# Epson 1430 and accurip not dark enough



## LoneWolf2 (Aug 10, 2007)

Hey folks!
Having a little trouble with my 1430 when printing out my transparencies.

I've tred different resolutions and dot size when printing and I can't seem to get my vellums dark enough to use when exposing.
I'm not sure if my ink is just running out (i'm still on the stock carts that it came with) or if I need to change up my settings, but for those of you with a 1400 or 1430, what settings are you using to get dark films (preferably vellum)?


----------



## sben763 (May 17, 2009)

You will find most with that printer and accurip will use WP film. Do a nozzle check an dif that comes out good then contact accurip but they will recommend film also as the film will hold 10x more ink then vellum.


----------



## sh0rt (Sep 6, 2011)

Set Your printer to the best quality possible. Also get some water proof Film. It's a little more expensive, but worth losing your headache.


----------



## sben763 (May 17, 2009)

sh0rt said:


> Set Your printer to the best quality possible. Also get some water proof Film. It's a little more expensive, but worth losing your headache.
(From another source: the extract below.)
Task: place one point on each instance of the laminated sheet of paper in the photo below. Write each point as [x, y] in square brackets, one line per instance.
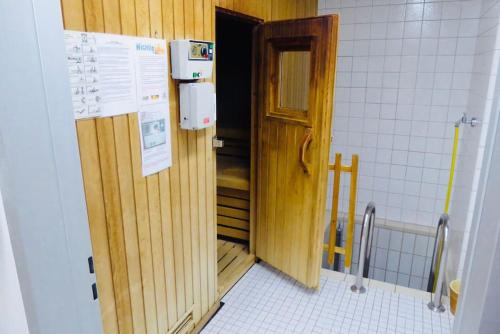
[114, 74]
[154, 128]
The printer settings will be useless When printing from a RIP


----------



## tkster95 (Aug 11, 2011)

Do you have an all black ink system for your printer? Or are you at least just drawing form the black cartridge? If its spraying down yellow, red and blue the print may not come out very opaque. Also do a "halftone test print" so you can calibrate your settings.


----------



## Printavo (Oct 7, 2007)

Are you using Ryonet's BlackMax ink? Idk if there's a difference really but we used that specific one.


----------



## LoneWolf2 (Aug 10, 2007)

I'm using just the black cartridge that came with the printer!

i've been messing with the settings more and have been getting some better results, it's just a pain in the butt.


----------



## Cal (Nov 29, 2007)

www.inkproducts.com has the solution. well worth the investment also parmelesupply for the ink in bulk Set the printer to photo quality paper with the above solutions. Works great.


----------